Below is the full copy of Article II from the website (https://www.law.cornell.edu/constitution/articleii) of Cornell Law School, Legal Information Institute (LII) — Open access to law since 1992. The text includes links to the 12th and 25 Amendments.
Article II: Section 1.
The executive power shall be vested in a President of the United States of America. He shall hold his office during the term of four years, and, together with the Vice President, chosen for the same term, be elected, as follows:
Each state shall appoint, in such manner as the Legislature thereof may direct, a number of electors, equal to the whole number of Senators and Representatives to which the State may be entitled in the Congress: but no Senator or Representative, or person holding an office of trust or profit under the United States, shall be appointed an elector.
The Congress may determine the time of choosing the electors, and the day on which they shall give their votes; which day shall be the same throughout the United States.
No person except a natural born citizen, or a citizen of the United States, at the time of the adoption of this Constitution, shall be eligible to the office of President; neither shall any person be eligible to that office who shall not have attained to the age of thirty five years, and been fourteen Years a resident within the United States.
The President shall, at stated times, receive for his services, a compensation, which shall neither be increased nor diminished during the period for which he shall have been elected, and he shall not receive within that period any other emolument from the United States, or any of them.
Before he enter on the execution of his office, he shall take the following oath or affirmation: — “I do solemnly swear (or affirm) that I will faithfully execute the office of President of the United States, and will to the best of my ability, preserve, protect and defend the Constitution of the United States.”
Section 2.
The President shall be commander in chief of the Army and Navy of the United States, and of the militia of the several states, when called into the actual service of the United States; he may require the opinion, in writing, of the principal officer in each of the executive departments, upon any subject relating to the duties of their respective offices, and he shall have power to grant reprieves and pardons for offenses against the United States, except in cases of impeachment.
He shall have power, by and with the advice and consent of the Senate, to make treaties, provided two thirds of the Senators present concur; and he shall nominate, and by and with the advice and consent of the Senate, shall appoint ambassadors, other public ministers and consuls, judges of the Supreme Court, and all other officers of the United States, whose appointments are not herein otherwise provided for, and which shall be established by law: but the Congress may by law vest the appointment of such inferior officers, as they think proper, in the President alone, in the courts of law, or in the heads of departments.

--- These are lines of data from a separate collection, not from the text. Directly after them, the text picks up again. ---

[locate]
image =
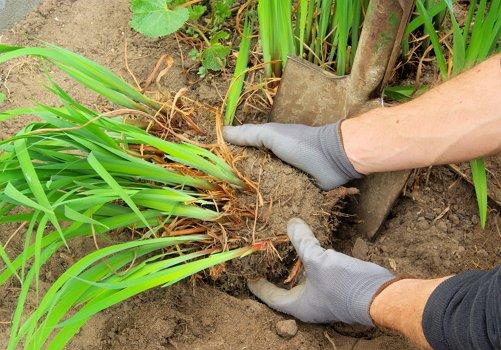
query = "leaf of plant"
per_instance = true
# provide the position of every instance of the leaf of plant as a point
(154, 18)
(98, 167)
(213, 57)
(197, 11)
(479, 176)
(76, 216)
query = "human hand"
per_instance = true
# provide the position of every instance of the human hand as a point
(317, 151)
(337, 287)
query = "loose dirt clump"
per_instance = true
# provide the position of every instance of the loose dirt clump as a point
(432, 231)
(283, 193)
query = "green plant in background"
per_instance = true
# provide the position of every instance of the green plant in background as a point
(213, 55)
(158, 18)
(80, 171)
(471, 44)
(238, 79)
(325, 32)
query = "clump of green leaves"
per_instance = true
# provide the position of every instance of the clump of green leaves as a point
(325, 32)
(155, 18)
(471, 44)
(237, 81)
(213, 55)
(159, 18)
(78, 173)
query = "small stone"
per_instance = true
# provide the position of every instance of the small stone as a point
(475, 220)
(429, 216)
(423, 225)
(360, 249)
(483, 253)
(454, 219)
(286, 328)
(441, 225)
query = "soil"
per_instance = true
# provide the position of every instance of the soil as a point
(432, 230)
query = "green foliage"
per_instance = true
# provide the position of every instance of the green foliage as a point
(213, 56)
(79, 170)
(155, 18)
(197, 11)
(471, 44)
(325, 32)
(237, 81)
(221, 11)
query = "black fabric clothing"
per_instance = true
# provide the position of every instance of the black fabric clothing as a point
(464, 312)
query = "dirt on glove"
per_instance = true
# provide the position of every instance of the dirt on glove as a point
(432, 231)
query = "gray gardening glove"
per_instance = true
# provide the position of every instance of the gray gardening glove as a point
(337, 287)
(317, 151)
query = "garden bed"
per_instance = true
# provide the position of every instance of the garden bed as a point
(433, 230)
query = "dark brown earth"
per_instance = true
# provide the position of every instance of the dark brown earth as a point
(432, 230)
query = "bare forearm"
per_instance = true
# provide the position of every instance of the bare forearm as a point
(456, 121)
(400, 307)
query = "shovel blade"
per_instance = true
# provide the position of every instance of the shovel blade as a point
(312, 96)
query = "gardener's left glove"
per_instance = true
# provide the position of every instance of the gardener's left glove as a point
(337, 287)
(318, 151)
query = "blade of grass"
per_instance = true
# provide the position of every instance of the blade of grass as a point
(237, 82)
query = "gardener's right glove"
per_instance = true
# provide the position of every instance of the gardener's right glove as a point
(337, 288)
(317, 151)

The President shall have power to fill up all vacancies that may happen during the recess of the Senate, by granting commissions which shall expire at the end of their next session.
Section 3.
He shall from time to time give to the Congress information of the state of the union, and recommend to their consideration such measures as he shall judge necessary and expedient; he may, on extraordinary occasions, convene both Houses, or either of them, and in case of disagreement between them, with respect to the time of adjournment, he may adjourn them to such time as he shall think proper; he shall receive ambassadors and other public ministers; he shall take care that the laws be faithfully executed, and shall commission all the officers of the United States.
Section 4.
The President, Vice President and all civil officers of the United States, shall be removed from office on impeachment for, and conviction of, treason, bribery, or other high crimes and misdemeanors.